• inshallah2 [none/use name]
    hexagon
    ·
    3 years ago

    The Alzheimer's drug story is so shocking it's almost funny...

    Cons

    • It's priced at $56,000 a year.

    • It's unproven.

    • It can cause brain swelling or brain bleeding.

    • Even some former employees at Biogen involved in earlier phases did not agree with the F.D.A.'s approval of the drug.

    Pro

    • ???

    I wonder if bribes were involved.
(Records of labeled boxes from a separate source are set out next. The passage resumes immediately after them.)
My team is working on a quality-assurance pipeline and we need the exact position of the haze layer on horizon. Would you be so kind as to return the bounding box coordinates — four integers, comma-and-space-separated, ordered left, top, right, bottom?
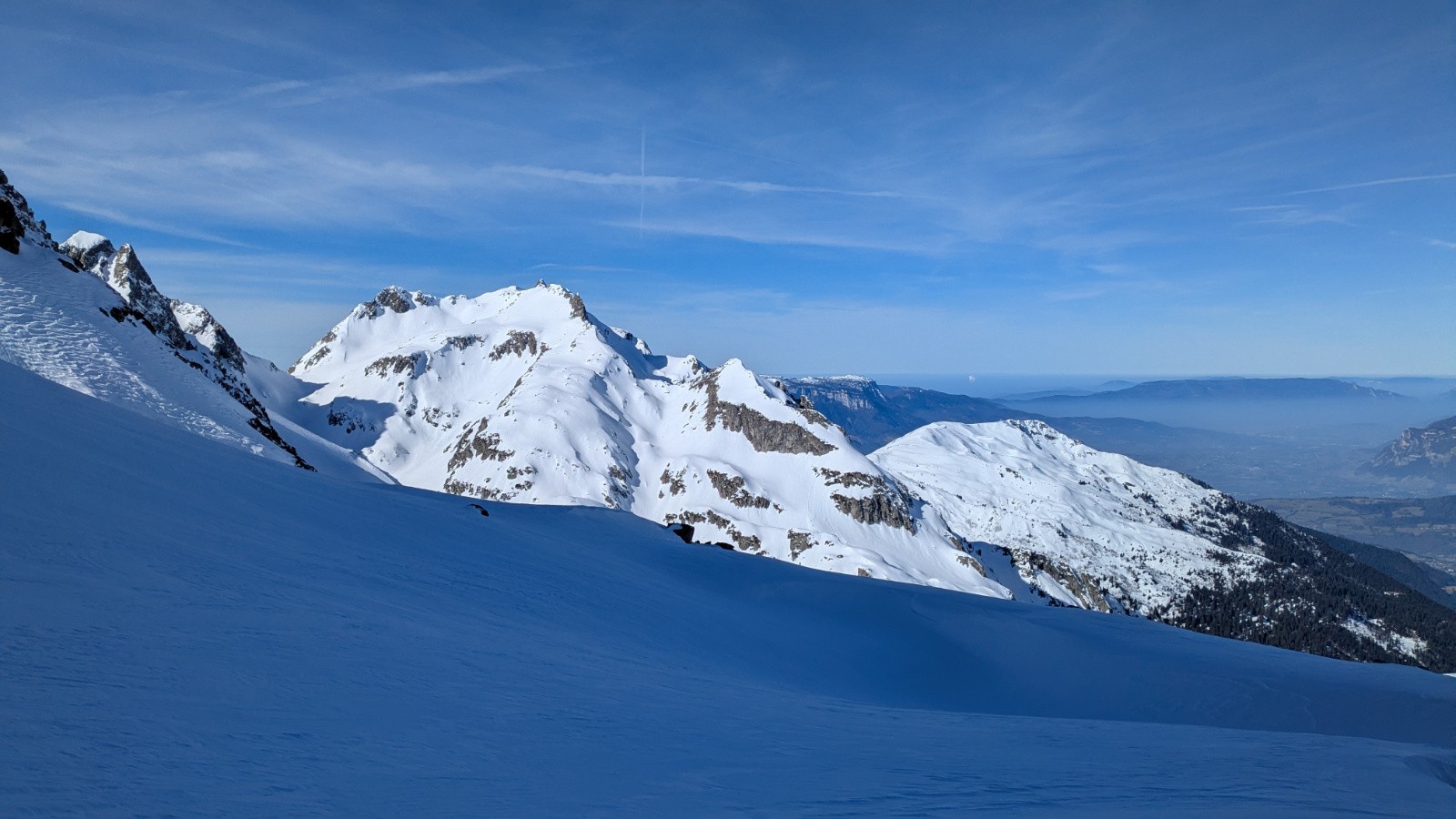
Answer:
0, 0, 1456, 375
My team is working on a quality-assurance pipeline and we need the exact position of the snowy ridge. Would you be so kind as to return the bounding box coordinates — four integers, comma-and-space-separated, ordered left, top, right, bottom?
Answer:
0, 167, 340, 468
0, 363, 1456, 816
871, 420, 1265, 612
871, 420, 1456, 669
291, 284, 1009, 596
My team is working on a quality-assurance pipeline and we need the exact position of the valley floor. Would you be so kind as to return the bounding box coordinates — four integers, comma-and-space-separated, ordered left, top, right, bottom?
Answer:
8, 364, 1456, 816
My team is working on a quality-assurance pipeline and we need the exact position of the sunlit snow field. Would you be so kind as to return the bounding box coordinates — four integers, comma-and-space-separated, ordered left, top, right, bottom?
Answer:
0, 364, 1456, 814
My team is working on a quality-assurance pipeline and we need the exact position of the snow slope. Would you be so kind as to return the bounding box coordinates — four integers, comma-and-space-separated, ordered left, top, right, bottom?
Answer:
289, 283, 1009, 596
0, 174, 381, 478
871, 420, 1456, 671
871, 420, 1264, 611
0, 358, 1456, 816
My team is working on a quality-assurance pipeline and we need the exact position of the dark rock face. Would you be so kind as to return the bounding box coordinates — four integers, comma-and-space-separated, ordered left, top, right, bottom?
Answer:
697, 373, 834, 455
704, 470, 769, 509
662, 509, 767, 555
0, 199, 25, 254
61, 239, 116, 271
830, 490, 915, 532
374, 287, 415, 313
490, 329, 546, 361
447, 419, 515, 472
442, 335, 485, 349
364, 353, 425, 379
1367, 417, 1456, 473
0, 172, 56, 254
169, 298, 248, 371
88, 242, 197, 351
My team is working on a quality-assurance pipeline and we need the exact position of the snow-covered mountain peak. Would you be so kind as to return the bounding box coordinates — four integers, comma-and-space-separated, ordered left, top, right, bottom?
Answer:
60, 230, 116, 269
0, 170, 56, 255
280, 284, 1007, 596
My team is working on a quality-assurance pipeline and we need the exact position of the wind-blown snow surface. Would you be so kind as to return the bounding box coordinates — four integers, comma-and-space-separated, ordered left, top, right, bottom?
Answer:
289, 284, 1009, 596
8, 364, 1456, 814
871, 420, 1265, 611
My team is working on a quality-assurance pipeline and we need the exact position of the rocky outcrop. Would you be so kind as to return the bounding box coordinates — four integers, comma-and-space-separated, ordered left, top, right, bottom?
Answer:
490, 329, 541, 361
694, 370, 834, 455
0, 170, 56, 254
1367, 417, 1456, 475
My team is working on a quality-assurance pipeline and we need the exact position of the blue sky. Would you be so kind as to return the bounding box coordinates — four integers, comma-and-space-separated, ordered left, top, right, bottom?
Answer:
0, 0, 1456, 375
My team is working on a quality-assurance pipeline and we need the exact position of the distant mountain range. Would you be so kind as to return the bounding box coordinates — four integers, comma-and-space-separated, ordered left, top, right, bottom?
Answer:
1369, 415, 1456, 480
0, 167, 1456, 669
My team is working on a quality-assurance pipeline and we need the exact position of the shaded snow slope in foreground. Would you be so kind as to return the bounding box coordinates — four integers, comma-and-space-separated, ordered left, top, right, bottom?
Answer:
8, 364, 1456, 814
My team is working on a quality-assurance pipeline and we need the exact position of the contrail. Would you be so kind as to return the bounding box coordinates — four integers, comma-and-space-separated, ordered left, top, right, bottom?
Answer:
638, 126, 646, 242
1286, 174, 1456, 197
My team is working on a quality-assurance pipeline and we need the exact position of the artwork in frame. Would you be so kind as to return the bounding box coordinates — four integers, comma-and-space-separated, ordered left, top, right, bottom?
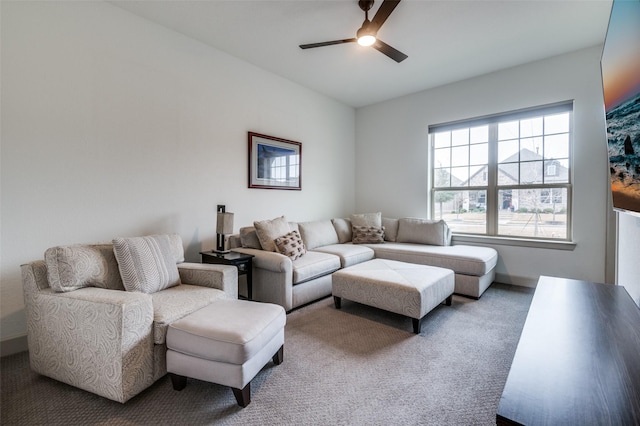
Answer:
249, 132, 302, 190
600, 0, 640, 215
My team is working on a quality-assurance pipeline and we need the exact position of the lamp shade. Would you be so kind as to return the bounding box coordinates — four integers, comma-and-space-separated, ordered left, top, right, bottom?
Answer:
216, 212, 233, 234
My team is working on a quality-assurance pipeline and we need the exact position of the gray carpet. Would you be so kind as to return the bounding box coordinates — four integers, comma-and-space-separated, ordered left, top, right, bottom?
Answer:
0, 284, 533, 425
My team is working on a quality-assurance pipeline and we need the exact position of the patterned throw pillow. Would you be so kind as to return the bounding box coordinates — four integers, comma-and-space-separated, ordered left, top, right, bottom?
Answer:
113, 235, 180, 294
274, 230, 307, 260
352, 226, 384, 244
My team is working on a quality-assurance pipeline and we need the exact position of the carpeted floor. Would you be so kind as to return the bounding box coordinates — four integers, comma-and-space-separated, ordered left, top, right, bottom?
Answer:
0, 284, 533, 425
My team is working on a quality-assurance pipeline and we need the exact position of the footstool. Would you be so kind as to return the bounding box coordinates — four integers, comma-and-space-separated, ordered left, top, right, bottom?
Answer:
331, 259, 455, 334
166, 300, 287, 407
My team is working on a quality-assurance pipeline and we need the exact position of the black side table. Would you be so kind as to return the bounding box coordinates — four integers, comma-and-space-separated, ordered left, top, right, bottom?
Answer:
200, 251, 253, 300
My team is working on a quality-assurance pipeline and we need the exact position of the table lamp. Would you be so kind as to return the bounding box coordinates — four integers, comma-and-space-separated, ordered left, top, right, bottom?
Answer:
215, 204, 233, 253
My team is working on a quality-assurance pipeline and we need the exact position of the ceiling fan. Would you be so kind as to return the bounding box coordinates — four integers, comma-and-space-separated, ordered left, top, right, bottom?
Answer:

This is shady as fuck...

    How an Unproven Alzheimer's Drug Got Approved - The New York Times

    The drug [is] an intravenous infusion, marketed as Aduhelm, that the company has since priced at $56,000 a year.

    [...]

    While some Alzheimer's experts did support the drug's approval given the dearth of treatment choices for patients, many say it was a mistake to approve a medication with such unclear evidence of benefit and that trials showed can cause brain swelling or brain bleeding.

    [...]

    Even some former employees at Biogen involved in earlier phases of the work on Aduhelm did not agree with the F.D.A.'s approval of the drug.

    [...]

    [The FDA] said it was greenlighting Aduhelm under a program called "accelerated approval," which allows the authorization of drugs without persuasive proof of benefit if they are for serious diseases with few treatment options and if the drug affects part of the disease's biology (known as a biomarker) in a way that is "reasonably likely to predict clinical benefit."

    The reason the agency gave — that the drug reduces a key protein that clumps into plaques in the brains of people with Alzheimer's — is one that the agency official leading the aducanumab review had said in an earlier public meeting would not be used. Many Alzheimer's experts say there is not nearly enough evidence that reducing the protein, amyloid, slows memory and thinking problems.

    [...]

    While aducanumab was in trials, Dr. Dunn and Samantha Budd Haeberlein, who oversaw the drug's clinical development for Biogen, worked together on several other projects, interactions that some scientists, former F.D.A. officials and former Biogen employees said they thought blurred the expected boundary between a regulator and an official of a company in that regulator's purview.